But nothing excited my boyish enthusiasm more than the stories of the Insurrection of 1798. I was too young to understand much of what my grandmother used to tell us about these times before she died. My mother was born in 1799, and was the youngest daughter of her family, but her eldest sister, my Aunt Mary, wife of Oiny Bannon, was 12 or 14 years old at the time of the Rising, and could describe more vividly what she saw connected with it than I can now recall incidents in the Repeal and Young Ireland Movements.

Listening to her, I could almost fancy I could see my grandfather, Brian O'Loughlin, leaving his home with the other Ballymagenaghy men, with their pikes and such guns as they could muster, to join the United Irish forces previous to the battles of Saintfield and Ballinahinch. At the time of my visit to my mother's birthplace, my grandfather's house was in the occupation of the family of his youngest son, Edward, and, as a pilgrim visiting a sacred spot, I have stood on its floor, as I afterwards did on the field of Ballinahinch itself.

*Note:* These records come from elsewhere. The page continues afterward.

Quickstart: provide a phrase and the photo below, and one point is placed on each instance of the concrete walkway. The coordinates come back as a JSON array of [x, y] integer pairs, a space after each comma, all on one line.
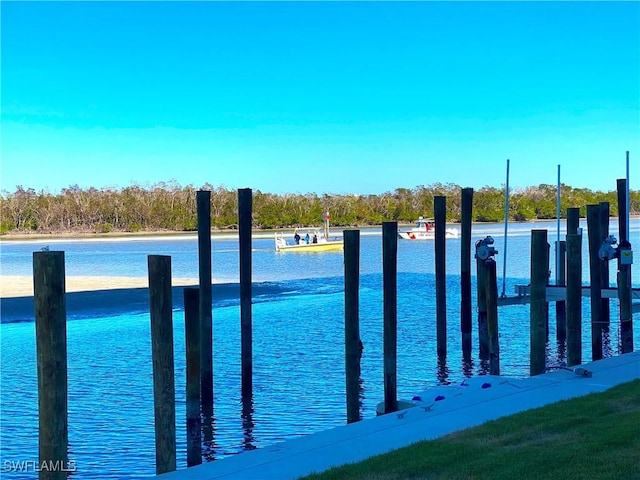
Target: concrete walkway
[[472, 403]]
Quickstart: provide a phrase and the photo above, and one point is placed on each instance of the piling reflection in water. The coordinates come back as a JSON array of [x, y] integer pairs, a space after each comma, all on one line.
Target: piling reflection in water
[[247, 423]]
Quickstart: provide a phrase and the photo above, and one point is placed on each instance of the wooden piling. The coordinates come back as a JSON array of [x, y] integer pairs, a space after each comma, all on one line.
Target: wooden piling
[[440, 213], [561, 305], [51, 346], [203, 204], [160, 307], [352, 345], [245, 206], [192, 349], [573, 220], [390, 310], [465, 271], [574, 299], [483, 329], [595, 242], [538, 308], [491, 293], [604, 266], [624, 272]]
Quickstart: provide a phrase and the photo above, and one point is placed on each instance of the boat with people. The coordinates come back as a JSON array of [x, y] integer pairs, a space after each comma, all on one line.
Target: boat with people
[[425, 229], [310, 240]]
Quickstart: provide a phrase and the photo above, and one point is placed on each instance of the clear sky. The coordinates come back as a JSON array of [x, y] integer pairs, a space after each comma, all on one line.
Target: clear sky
[[325, 97]]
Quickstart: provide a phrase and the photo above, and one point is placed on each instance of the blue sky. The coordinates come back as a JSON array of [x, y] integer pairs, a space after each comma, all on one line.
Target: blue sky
[[325, 97]]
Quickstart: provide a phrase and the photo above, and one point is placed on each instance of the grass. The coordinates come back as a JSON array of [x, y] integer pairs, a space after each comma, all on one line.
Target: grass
[[592, 437]]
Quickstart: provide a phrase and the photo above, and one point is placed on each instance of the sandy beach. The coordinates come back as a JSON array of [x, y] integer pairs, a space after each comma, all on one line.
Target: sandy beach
[[12, 286]]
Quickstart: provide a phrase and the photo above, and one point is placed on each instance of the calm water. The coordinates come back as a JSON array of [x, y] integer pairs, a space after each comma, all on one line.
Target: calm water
[[298, 342]]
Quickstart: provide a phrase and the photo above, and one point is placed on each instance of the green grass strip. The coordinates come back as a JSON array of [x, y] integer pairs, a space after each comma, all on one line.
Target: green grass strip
[[592, 437]]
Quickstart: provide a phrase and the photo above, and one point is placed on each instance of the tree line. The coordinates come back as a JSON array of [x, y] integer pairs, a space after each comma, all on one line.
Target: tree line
[[171, 207]]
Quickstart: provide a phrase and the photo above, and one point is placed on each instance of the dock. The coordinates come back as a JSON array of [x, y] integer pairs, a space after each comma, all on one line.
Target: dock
[[559, 293], [427, 420]]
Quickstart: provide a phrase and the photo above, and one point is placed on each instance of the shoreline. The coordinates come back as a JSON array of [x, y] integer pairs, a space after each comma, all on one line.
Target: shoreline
[[13, 286], [223, 234]]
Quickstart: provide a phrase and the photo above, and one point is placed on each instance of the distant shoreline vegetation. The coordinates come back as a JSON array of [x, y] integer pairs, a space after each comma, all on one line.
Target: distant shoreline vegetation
[[172, 208]]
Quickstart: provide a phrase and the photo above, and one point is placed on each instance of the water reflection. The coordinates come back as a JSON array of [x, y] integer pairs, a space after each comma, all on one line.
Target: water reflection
[[248, 441], [467, 366], [360, 398], [483, 367], [442, 374], [208, 428]]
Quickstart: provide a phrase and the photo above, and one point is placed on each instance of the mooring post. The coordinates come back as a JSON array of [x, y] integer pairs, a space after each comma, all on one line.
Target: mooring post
[[352, 343], [538, 307], [491, 293], [51, 345], [245, 207], [574, 299], [604, 266], [203, 204], [465, 271], [624, 271], [561, 305], [160, 307], [390, 309], [440, 217], [595, 242], [573, 220], [483, 329], [192, 349]]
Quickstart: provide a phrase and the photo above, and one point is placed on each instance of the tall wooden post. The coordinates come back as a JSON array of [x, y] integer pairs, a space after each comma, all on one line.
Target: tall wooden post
[[483, 329], [390, 310], [203, 204], [192, 349], [624, 271], [465, 271], [574, 299], [595, 242], [245, 206], [538, 307], [440, 214], [573, 220], [352, 344], [164, 391], [491, 293], [604, 266], [51, 345]]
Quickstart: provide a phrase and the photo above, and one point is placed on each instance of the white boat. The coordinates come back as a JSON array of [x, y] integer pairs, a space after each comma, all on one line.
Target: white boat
[[425, 229], [309, 240]]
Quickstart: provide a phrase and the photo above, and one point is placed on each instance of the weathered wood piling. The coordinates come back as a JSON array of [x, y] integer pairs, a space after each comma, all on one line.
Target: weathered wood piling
[[245, 201], [465, 271], [595, 241], [51, 346], [440, 212], [538, 307], [574, 299], [390, 313], [491, 294], [624, 270], [203, 206], [352, 343], [192, 349], [160, 307]]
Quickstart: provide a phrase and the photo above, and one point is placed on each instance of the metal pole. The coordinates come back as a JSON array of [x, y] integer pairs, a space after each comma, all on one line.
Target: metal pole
[[506, 223], [558, 229]]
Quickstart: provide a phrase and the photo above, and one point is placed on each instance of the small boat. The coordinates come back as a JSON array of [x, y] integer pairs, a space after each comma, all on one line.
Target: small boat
[[425, 229], [309, 240]]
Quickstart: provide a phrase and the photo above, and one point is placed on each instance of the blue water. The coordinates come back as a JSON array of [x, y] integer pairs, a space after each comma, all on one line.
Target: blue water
[[298, 345]]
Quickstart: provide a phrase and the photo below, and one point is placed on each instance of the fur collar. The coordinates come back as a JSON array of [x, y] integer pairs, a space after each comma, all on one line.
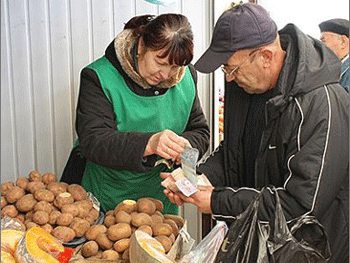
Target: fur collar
[[123, 45]]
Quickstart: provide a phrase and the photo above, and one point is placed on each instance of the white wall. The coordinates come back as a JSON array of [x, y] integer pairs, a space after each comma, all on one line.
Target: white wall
[[306, 14]]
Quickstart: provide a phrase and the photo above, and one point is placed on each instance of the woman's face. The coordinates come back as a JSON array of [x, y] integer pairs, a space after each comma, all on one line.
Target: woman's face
[[153, 68]]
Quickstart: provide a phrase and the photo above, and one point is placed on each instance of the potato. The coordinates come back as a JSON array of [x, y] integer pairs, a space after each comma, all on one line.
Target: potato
[[53, 217], [14, 194], [89, 219], [146, 229], [146, 205], [49, 178], [20, 217], [57, 188], [103, 241], [133, 229], [174, 227], [89, 249], [63, 199], [110, 213], [109, 221], [9, 210], [122, 217], [47, 227], [110, 255], [29, 215], [43, 206], [126, 255], [63, 233], [30, 224], [94, 231], [161, 229], [119, 231], [165, 241], [6, 186], [3, 201], [94, 214], [41, 217], [80, 226], [122, 245], [64, 219], [157, 218], [78, 192], [44, 195], [128, 206], [35, 185], [26, 203], [97, 256], [159, 205], [172, 238], [84, 207], [71, 209], [177, 219], [159, 214], [141, 219], [34, 176], [22, 182]]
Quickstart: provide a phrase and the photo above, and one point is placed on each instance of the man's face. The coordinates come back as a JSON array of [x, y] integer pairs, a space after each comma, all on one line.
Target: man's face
[[246, 69], [333, 41]]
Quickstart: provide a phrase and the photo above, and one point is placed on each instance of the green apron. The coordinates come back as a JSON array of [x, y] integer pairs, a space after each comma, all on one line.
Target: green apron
[[137, 114]]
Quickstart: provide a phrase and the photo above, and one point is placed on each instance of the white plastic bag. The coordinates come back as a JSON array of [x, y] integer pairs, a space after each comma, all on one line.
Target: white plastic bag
[[206, 250]]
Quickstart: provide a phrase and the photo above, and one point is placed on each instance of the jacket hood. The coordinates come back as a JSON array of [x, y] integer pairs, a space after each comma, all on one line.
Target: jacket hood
[[315, 66]]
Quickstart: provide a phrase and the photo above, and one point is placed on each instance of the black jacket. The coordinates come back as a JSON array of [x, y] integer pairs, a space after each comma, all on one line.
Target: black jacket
[[304, 147], [96, 126]]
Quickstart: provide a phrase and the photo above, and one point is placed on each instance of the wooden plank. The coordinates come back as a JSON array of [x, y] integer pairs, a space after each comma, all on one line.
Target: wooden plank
[[9, 165], [21, 86], [61, 73], [40, 71]]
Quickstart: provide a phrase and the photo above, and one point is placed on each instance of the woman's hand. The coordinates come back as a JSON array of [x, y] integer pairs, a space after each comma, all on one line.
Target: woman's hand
[[166, 144]]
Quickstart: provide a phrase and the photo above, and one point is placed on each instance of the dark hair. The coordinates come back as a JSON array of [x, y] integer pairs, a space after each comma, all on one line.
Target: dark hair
[[170, 31]]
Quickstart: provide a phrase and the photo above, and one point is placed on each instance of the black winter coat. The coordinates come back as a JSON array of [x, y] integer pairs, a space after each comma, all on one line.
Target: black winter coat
[[304, 148]]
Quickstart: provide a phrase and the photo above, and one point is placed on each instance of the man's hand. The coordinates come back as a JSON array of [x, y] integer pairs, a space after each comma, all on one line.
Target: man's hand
[[201, 199]]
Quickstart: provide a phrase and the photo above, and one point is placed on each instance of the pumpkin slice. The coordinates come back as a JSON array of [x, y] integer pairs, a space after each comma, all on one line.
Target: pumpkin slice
[[41, 245], [7, 257], [10, 239]]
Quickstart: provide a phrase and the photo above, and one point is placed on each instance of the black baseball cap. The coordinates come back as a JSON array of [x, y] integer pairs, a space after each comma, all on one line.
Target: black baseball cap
[[337, 25], [243, 26]]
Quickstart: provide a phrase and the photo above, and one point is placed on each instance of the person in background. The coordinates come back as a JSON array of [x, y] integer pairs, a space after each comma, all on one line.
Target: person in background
[[138, 104], [286, 124], [335, 34]]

My Aunt Mary used to speak of an incident which I have never read of in any account of the battle, but I am inclined to believe there was some foundation for what she used to tell us. In one part of the engagement it seemed as if the bravery of the insurgents would have been crowned with a victory as decisive as they had gained at Saintfield, when, by some untoward circumstance, the fortunes of the day turned, and, in the end, the United Men were defeated. Perhaps what my Aunt Mary told me may be some explanation of the turn in the tide of battle. She used to say that when it looked as if the United Men were carrying all before them, a portion of their forces called out for a "Presbyterian ('Prispatairan' she used to call it) Government," that this caused some hesitation among the Catholics, that after this the battle went against them, and that the day ended in disaster.

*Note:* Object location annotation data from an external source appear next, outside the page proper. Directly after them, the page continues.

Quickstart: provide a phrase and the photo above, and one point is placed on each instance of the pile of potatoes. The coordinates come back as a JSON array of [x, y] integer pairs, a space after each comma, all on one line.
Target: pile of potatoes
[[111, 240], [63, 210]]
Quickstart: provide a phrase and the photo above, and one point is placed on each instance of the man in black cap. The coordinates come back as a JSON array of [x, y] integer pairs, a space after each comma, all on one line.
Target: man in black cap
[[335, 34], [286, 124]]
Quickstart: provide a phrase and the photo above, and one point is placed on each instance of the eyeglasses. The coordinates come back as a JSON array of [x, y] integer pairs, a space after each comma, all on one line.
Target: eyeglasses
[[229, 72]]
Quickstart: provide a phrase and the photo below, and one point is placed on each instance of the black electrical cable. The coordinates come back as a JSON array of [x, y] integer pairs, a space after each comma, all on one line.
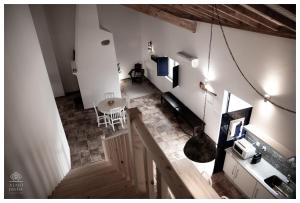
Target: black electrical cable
[[233, 58]]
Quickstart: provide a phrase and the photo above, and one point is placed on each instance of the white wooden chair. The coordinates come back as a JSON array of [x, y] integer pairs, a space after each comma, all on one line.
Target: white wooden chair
[[108, 95], [116, 117], [101, 120]]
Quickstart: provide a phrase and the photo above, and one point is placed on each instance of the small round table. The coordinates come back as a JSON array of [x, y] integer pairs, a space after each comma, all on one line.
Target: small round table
[[104, 107]]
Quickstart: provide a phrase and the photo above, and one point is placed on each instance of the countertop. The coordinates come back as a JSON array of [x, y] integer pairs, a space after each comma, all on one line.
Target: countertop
[[259, 171]]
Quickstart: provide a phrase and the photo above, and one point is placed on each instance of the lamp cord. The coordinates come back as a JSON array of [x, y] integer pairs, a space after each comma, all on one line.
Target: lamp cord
[[238, 67]]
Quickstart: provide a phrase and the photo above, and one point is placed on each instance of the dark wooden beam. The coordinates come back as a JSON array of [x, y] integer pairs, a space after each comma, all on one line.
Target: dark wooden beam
[[235, 16], [150, 10], [271, 14], [243, 17]]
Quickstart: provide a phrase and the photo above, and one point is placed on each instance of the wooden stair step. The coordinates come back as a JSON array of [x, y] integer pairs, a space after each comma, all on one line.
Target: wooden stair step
[[89, 180]]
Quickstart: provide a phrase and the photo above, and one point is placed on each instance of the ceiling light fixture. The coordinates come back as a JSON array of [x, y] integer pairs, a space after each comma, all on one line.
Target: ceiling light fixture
[[150, 47], [267, 97]]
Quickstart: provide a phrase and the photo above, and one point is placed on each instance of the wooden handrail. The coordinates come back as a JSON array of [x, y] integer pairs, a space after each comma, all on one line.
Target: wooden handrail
[[182, 177]]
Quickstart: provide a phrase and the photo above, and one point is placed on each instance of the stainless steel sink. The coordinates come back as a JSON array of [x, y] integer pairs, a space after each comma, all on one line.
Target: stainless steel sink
[[287, 190]]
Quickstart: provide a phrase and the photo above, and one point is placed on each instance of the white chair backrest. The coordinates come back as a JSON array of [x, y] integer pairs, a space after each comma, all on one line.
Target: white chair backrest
[[115, 113], [109, 95]]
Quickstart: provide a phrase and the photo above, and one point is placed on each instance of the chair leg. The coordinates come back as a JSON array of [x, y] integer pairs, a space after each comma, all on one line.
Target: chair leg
[[113, 125], [121, 121], [105, 121]]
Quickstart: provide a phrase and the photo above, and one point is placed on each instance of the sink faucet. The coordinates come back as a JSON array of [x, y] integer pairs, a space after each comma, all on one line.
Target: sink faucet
[[292, 161]]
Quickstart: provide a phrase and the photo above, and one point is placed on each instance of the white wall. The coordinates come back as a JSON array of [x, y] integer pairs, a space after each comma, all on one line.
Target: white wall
[[41, 25], [97, 64], [268, 61], [61, 21], [125, 27], [34, 138]]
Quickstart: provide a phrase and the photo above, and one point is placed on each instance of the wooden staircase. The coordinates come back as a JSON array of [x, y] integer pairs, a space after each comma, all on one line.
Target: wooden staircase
[[98, 180]]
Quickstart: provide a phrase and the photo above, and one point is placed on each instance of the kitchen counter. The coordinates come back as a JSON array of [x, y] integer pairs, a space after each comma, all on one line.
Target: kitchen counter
[[259, 171]]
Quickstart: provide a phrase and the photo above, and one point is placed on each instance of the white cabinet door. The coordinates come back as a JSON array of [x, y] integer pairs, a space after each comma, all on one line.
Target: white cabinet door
[[245, 181], [230, 165], [261, 192]]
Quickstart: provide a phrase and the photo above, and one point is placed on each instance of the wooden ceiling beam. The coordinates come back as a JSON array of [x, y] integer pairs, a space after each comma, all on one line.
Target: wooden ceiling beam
[[210, 10], [176, 11], [209, 14], [240, 10], [185, 9], [150, 10], [273, 15], [242, 17]]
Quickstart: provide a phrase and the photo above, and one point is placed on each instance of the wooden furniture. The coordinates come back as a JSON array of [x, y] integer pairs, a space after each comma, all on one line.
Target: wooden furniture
[[184, 112], [240, 177], [109, 95], [178, 179], [137, 73], [104, 106], [101, 120]]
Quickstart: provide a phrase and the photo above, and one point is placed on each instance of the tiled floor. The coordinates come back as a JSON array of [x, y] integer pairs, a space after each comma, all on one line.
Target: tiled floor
[[84, 136], [81, 130]]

The story seems somewhat improbable, as it might be asked how, in the excitement of a battle, men of one religion could be distinguished from those of another? But this will not seem so unlikely if the circumstances arising out of the Ulster Plantation of King James I. be remembered. As a consequence of this you will find townlands and parishes and whole districts, where the soil is poorest, where the people are almost exclusively Catholic, and others where the non-Catholic population are in an overwhelming majority. In the United forces the men of each locality would have been drilled and trained together, and, in the same way would, no doubt, act together on the field of battle, so that, without any actual arrangement for that purpose, the Catholic or the Presbyterian would, most likely, find himself among his own co-religionists.

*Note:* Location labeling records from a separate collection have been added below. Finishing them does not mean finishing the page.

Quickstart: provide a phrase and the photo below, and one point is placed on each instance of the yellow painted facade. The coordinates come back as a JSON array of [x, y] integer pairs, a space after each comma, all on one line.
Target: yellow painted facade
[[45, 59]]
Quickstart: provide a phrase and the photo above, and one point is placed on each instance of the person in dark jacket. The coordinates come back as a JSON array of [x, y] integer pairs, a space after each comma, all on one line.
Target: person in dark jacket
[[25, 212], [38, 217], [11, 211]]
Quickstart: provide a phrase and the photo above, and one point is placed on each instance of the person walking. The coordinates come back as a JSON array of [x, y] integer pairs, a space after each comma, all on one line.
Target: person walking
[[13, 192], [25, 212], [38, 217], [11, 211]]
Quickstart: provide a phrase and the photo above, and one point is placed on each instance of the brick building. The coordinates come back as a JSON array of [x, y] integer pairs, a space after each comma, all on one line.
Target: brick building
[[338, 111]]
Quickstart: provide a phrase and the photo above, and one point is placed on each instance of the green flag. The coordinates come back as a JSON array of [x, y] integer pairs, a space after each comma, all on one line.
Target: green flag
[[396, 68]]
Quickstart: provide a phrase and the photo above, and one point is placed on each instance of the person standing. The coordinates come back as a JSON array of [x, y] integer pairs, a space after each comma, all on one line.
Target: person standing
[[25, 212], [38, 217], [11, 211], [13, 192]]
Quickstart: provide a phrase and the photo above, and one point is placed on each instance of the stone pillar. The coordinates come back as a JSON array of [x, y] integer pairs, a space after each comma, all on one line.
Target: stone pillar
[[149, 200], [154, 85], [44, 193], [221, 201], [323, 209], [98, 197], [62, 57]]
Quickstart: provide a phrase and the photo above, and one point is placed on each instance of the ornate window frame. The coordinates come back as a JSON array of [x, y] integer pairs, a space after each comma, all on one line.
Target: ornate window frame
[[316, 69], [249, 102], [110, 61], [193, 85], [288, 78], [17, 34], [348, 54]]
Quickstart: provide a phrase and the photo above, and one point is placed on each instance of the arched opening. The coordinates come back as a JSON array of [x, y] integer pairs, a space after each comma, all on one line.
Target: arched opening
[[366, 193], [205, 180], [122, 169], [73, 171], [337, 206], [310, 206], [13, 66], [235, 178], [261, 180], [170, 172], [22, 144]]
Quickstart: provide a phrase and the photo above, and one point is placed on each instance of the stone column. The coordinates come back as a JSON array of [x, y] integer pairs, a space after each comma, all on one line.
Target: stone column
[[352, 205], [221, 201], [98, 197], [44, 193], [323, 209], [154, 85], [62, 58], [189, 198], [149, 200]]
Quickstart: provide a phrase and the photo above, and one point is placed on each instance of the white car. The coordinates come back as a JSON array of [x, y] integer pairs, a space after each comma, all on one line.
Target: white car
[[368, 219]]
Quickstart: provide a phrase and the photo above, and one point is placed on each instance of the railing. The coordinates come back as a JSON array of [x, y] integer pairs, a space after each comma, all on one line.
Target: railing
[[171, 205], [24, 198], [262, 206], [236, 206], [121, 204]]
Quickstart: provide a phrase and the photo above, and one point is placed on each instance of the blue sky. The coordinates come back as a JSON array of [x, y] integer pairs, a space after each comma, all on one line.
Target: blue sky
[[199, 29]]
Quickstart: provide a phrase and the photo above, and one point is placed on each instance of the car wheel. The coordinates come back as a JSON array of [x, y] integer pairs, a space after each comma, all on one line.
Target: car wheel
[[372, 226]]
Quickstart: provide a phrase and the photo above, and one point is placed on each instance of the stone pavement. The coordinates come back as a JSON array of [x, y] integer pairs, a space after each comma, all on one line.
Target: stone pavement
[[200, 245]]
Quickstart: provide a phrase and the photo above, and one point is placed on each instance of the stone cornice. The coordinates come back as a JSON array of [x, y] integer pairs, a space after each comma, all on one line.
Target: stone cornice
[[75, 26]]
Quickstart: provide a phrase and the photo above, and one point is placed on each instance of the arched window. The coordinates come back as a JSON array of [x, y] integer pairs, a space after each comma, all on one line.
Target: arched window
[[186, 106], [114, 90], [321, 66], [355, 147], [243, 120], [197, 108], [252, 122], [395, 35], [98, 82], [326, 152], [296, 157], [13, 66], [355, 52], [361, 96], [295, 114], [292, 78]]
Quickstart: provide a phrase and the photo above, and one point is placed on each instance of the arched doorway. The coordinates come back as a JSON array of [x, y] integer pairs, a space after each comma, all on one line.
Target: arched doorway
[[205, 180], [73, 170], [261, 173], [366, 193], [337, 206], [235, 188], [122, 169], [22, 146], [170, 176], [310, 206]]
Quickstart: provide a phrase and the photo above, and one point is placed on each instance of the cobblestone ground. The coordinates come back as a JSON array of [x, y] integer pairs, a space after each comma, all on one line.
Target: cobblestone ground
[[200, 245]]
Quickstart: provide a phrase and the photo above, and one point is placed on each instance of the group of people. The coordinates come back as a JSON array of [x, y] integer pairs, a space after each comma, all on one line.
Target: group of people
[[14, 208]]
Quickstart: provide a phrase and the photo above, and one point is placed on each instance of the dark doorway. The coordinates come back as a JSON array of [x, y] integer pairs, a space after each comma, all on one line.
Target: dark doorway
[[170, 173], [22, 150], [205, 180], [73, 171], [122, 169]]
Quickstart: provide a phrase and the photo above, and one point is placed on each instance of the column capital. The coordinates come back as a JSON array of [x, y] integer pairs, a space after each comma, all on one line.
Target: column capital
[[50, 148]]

It is wonderful how the memories of '98 were handed down from one generation to another, not only in Ireland, but wherever our people have made their homes.

This has been brought home to me in the most forcible possible manner by a circumstance which has come to my knowledge only a few months since—so to speak—after a lapse of over a hundred years.

This is that General James William Denver—after whom, for his distinguished career, the capital of the State of Colorado was called Denver City—had for his grandfather Patrick Denvir, who did a man's share in the insurrection of '98, and, for his connection with it, had to fly from his native Down to America.

This information I had from General Denver's daughter, replying on behalf of her brother, to whom I had written to find if the family were of Irish origin. I had some doubt about this, seeing that they spell their name with an "e" in the last syllable, whereas we and all of the name in the County Down use an "i." The lady's letter was not only interesting but most welcome, as showing that they were not only of Irish but of patriotic origin. They evidently continue to take an interest in the land from which they have sprung, for the lady made some enquiries about the late Bishop Denvir, of whom I have already spoken.

Most of the United Irish leaders and a large proportion of the rank and file in the '98 Rising were Presbyterians, and fought and bled for Ireland with the same heroism as their Catholic neighbours, amongst whom no name is more cherished in the County Down than that of the Protestant General Monroe, who, my Aunt Mary used to tell us, was hanged at his own door in 1798. How is it that the sons of the men of 1782 and of Grattan's Parliament, and of 1798 were not as good Irishmen as their fathers? I think I can give a kind of explanation.

It must be remembered that the era of Grattan's Parliament and of the Volunteer movement of 1782, of which present-day Nationalists are so proud, was also the era of the Penal laws. Since then the Protestants have seen the Irish Catholic rising from the dust of serfdom and standing in the attitude of manhood. They have seen him gradually obtaining a share in the making of the laws of the land, and, naturally, becoming the predominant political power in Ireland—the Catholics being the majority of the population. I may be wrong, but I have a theory that many of the Protestants of Ireland—who once had all the political power in their hands, and did not always use it too mercifully in their treatment of the rest of their countrymen—are afraid that if they assisted in getting self-government for Ireland the power in the hands of the enfranchised majority might be used against them.